One man has been arrested suspected of placing a hoax device.
Turner Broadcasting System has apologised, saying "the 'packages' in question are magnetic lights that pose no danger".
In a statement, the corporation said the campaign had already been in place in 10 US cities, including Boston, for several weeks.
Electronic smiley-faces
The small electronic sign-boards were placed near roads and under bridges over the Charles River, prompting suspicion from commuters.
Police destroyed the first package they found to see if it contained explosives.
"We regret that they were mistakenly thought to pose any danger," Turner said.

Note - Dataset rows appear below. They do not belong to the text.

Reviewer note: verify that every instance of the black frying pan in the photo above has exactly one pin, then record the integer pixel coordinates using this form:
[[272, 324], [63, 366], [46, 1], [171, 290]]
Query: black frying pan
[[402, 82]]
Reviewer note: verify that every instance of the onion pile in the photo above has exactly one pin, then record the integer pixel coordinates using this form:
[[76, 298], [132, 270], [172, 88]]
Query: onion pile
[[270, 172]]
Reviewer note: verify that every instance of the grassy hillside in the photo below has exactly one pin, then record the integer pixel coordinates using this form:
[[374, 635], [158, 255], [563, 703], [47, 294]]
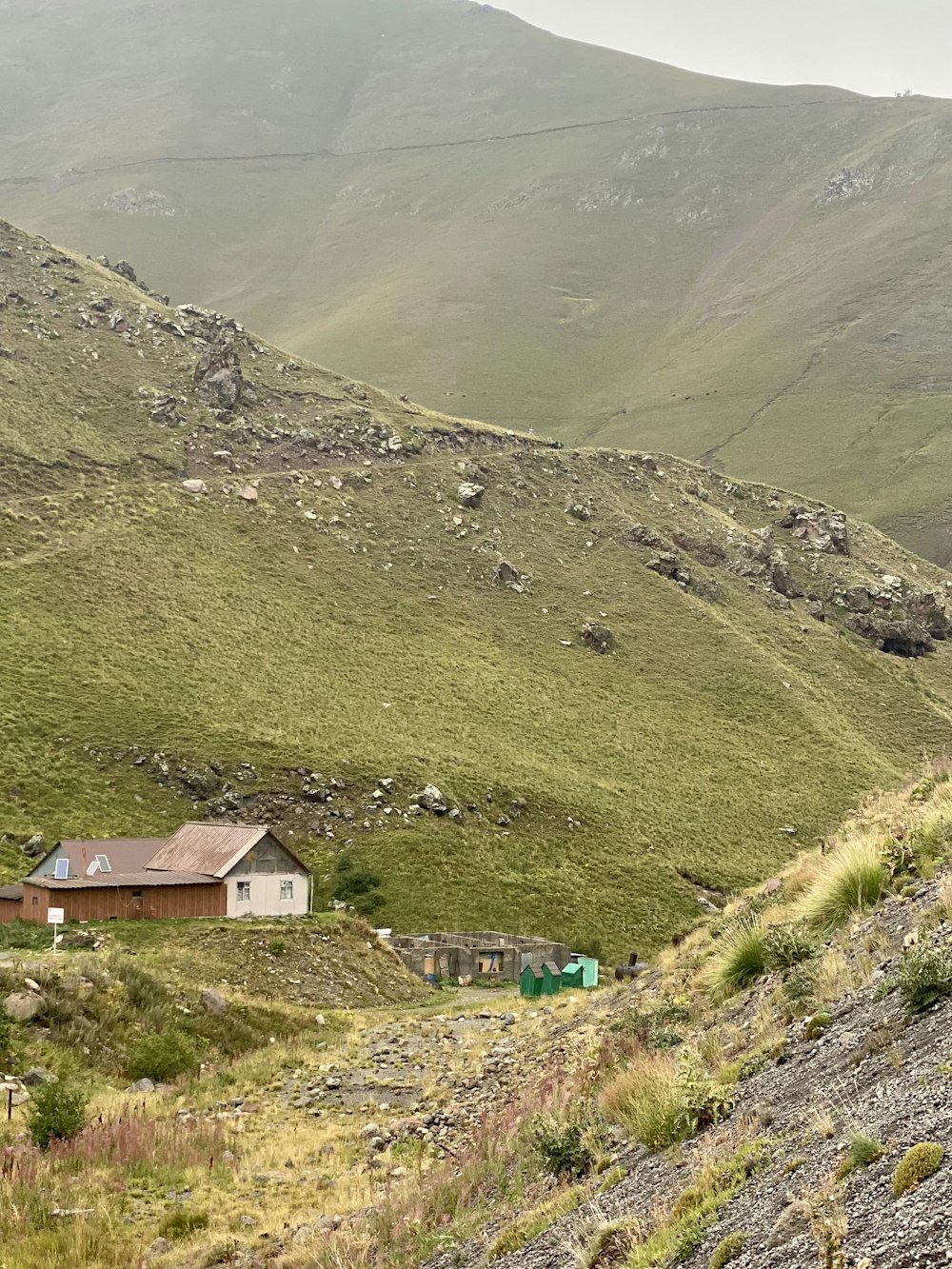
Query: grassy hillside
[[326, 614], [438, 198]]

Police have arrested Peter Berdovsky, 27 - the man hired to place the electronic smiley-faces - on the relatively new charge of placing a hoax device.
He faces up to five years in jail.
Authorities in Boston say they are considering charges against Turner and an advertising company and could demand financial compensation for the massive disruption caused by the marketing campaign gone wrong.
Full story at BBC News.
Photo via flickr
This sort of marketing is not illegal. While it is unfortunate that the cops had a long day because of this, and do we appreciate the job they do, blaming it all on the network seems one-sided. Was it not the police that raised the alarm? Why didn't these signs cause a disruption in the other cities?
Arresting one of the sign installers, and threatening him with five years prison time certainly sounds harsh. I could see bringing in someone who calls in a bunch of known-false bomb scares, but arresting a sign installer?
We didn't give up our rights to such public displays of art.
We didn't give up our rights to such public displays of art.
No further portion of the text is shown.